ABD ise bunun kendisi açısından henüz erken olduğunu söylüyorsa da durumun daha farklı olduğunu düşünmemek için hiçbir neden bulunmuyor. ABD’nin bu açıklaması Rusya’ya karşı sergilenen bir oyalama taktiğidir.

* * *

Artık kararın verilmiş olduğu anlaşılıyor. Emperyalizm askeri olarak da sürecin aktif parçasıdır. NATO operasyonu daha yüksek olasılıktır.

Saldırı, Rusya halen tam olarak ikna edilememiş olduğundan, kendisine meşru görüntü verilmeye çalışılan Suriye muhalefeti dolayımıyla yürütülüyor.
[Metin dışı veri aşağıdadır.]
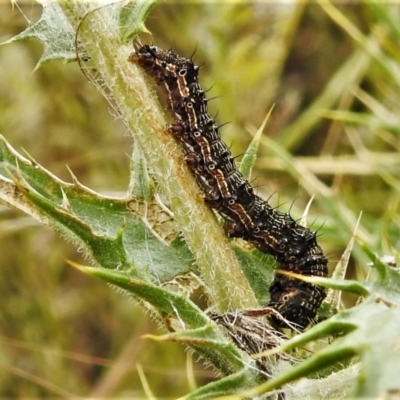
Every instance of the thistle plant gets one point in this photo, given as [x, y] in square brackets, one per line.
[160, 244]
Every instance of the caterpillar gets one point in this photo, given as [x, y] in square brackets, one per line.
[229, 193]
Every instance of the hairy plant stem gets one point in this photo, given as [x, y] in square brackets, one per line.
[140, 110]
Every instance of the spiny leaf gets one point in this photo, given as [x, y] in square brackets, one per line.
[116, 232]
[132, 17]
[54, 31]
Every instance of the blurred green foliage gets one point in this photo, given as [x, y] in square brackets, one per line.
[65, 334]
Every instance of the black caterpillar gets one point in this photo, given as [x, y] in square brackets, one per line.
[230, 194]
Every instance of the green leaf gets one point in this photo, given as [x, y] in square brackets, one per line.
[118, 233]
[195, 328]
[54, 31]
[132, 17]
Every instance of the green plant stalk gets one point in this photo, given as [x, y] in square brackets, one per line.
[140, 110]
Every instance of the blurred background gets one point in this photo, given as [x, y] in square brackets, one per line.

Rusya’dan gelen son açıklamalar ise Rusya’nın da en azından Esad’sız bir formüle razı olabileceğini gösteriyor.

* * *

Öte yandan, bu fasılalarla seyreden sürecin emperyalistlerce farklı biçimlerde de değerlendirildiğini görüyoruz.

Onlar net sonuçlara ulaşılamamış karmaşa durumlarından da yararlanırlar. En azından, savaş silah tekellerinin gelirini artırır. Bölgenin destabilize edilmiş olması her tür dış müdahalenin meşru gösterilebileceği bir belirsizlik ortamı yaratır. Daha da ötesinde, salınan korku halkların birbirlerine düşmanlığını koşullar ve emperyalizmin en çok yararlanacağı şey de budur.

* * *

Ancak bu kez farklı bir şey daha oluyor ve emperyalizm Suriye’deki kesinti ve uzatmaları bölge halklarının birbirlerine karşı konumlanışlarını gözlemek ve Kürtler’in tavrını tartmak açısından da değerlendiriyor.

Barzani’nin bölgedeki bütün Kürtler’in hamiliğine soyunduğu çok açık. Hem siyasal hem de askeri açıdan. Bu hamlenin içine Suriye Kürtleri kesinlikle dahil.

Ancak daha önemlisi Türkiye Kürt hareketinin tutumudur. Emperyalizm bölge Kürtler’ini Barzani ya da başka bir mekanizma üzerinden Suriye operasyonu konusunda sessizleştirebilir ve hatta yeni Suriye için desteklerini alabilir mi ?

Kürtler, kendi kesimsel çıkarları adına, Suriye’de de, aynen Irak’ta olduğu gibi, özerk bir bölgenin tanınması karşılığında, Suriye muhalefeti ile anlaşır mı ve Türkiye Kürt hareketi bu gelişmeyi gelecekte kendisinin de yararlanacağı bir olanak olarak değerlendirir mi ?

Korkunç ama bu olasılıkların gayet güçlü olduğunu görmek gerekiyor.

İşte ABD kesinti anlarında bunları tartıyor ve tabi ki bölgedeki antiemperyalist duyarlılıkları da.